Es claro que en el sub lite, a fortiori, no militan (sic) los fundamentos de la predicada incompatibilidad, que además, como se hizo ver tienen una fuente y una finalidad, que antes que oponerse, se complementan armónicamente y cumplen el postulado constitucional de protección especial al trabajo.

 

Es que la lógica elemental, el sentido común y los principios generales de derecho indican que el fenecimiento unilateral del vínculo laboral sin justa causa de despido, constituye un proceder culposo que le impide al responsable beneficiarse (mediante un descuento ilegal), de los derechos laborales que con justo título surgieron para el despedido fruto de vinculaciones jurídicas independientes ejecutadas con otras entidades administrativas.

 

Por manera que el desvinculado laboralmente al verse privado de su empleo, puede hacer uso de su libertad para trabajar en otra entidad pública y las retribuciones allí percibidas tienen una causa muy distinta: la contraprestación directa de servicios de ese nexo laboral autónomo.
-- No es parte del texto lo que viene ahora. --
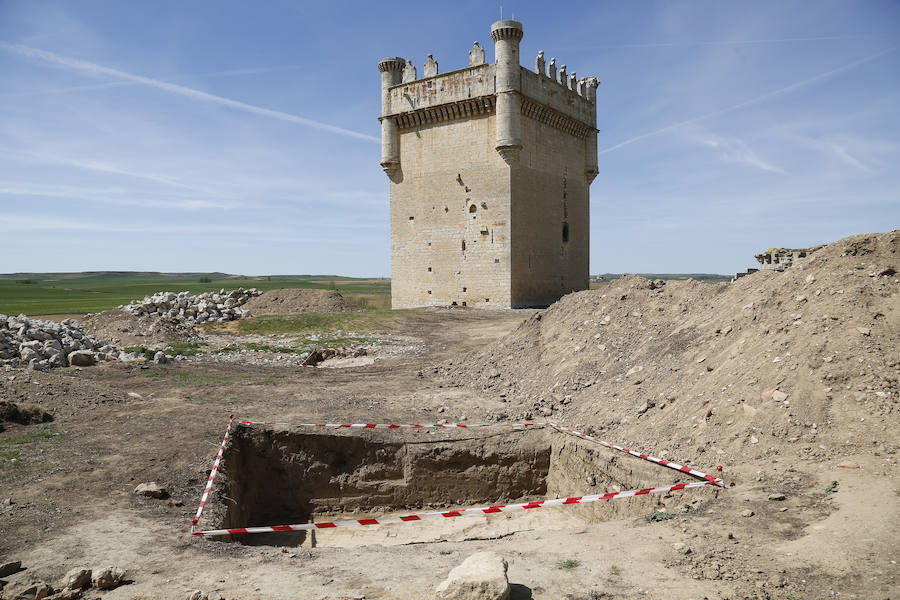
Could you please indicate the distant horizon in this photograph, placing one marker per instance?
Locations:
(324, 275)
(138, 140)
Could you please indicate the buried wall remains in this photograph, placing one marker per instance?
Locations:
(274, 476)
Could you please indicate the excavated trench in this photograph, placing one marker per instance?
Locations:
(276, 476)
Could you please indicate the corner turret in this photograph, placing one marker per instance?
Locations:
(506, 36)
(391, 74)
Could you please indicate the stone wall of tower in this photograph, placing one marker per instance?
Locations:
(490, 169)
(450, 216)
(550, 216)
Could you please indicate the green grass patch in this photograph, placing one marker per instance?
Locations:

Además, no existe precepto constitucional o legal que prohíje en estos casos el citado descuento, por lo que no le asiste a los jueces la atribución de ordenar - y menos de manera oficiosa- la deducción de esas acreencias laborales devengadas por el servidor público durante el tiempo que estuvo cesante en su primigenio empleo por el acto de ruptura injusta de su contrato original, que -se insiste- es la verdadera causa o fuente generadora de esos emolumentos.

 

Por todo lo anteriormente expuesto, como las dos erogaciones tienen fuentes obligacionales y finalidades autónomas e independientes, previstas y demarcadas expresamente por la ley, en estricto derecho no se configura la incompatibilidad constitucional deducida erróneamente por el tribunal.

 

El Consejo de Estado, desde la Sentencia de Sala Plena de esa corporación de fecha 28 de agosto de 1996 -Radicación S-638-, con ponencia del Consejero Carlos Arturo Orjuela Góngora, también ha asentado que en casos como el presente a la luz del artículo 128 de la Constitución Política no existe incompatibilidad alguna.

 

Por lo demás, independientemente de las razones jurídicas expuestas en esta providencia a nadie escapa que el servidor público que ha sido despedido de su empleo no puede ser castigado privándole del derecho al trabajo y su consiguiente remuneración en otra entidad pública cuando quiera que como consecuencia de una actuación ilegal o injusta de su empleador oficial quedó desempleado, porque si ello fuera posible sucedería -en casos como el presente- una de estas dos consecuencias fatales: quedaría el perjuicio sin ninguna consecuencia o se enervaría el efecto natural del trabajo especialmente protegido por la Constitución Política y por las leyes laborales: el derecho a su retribución.

 

Por todo lo expuesto, el cargo prospera, y en consecuencia se infirmará el numeral 4 de la Sentencia del Tribunal; por tanto la empresa demandada no podrá descontar de los emolumentos consecuenciales al reintegro ninguna suma de dinero que el demandante haya percibido en otras entidades de derecho público".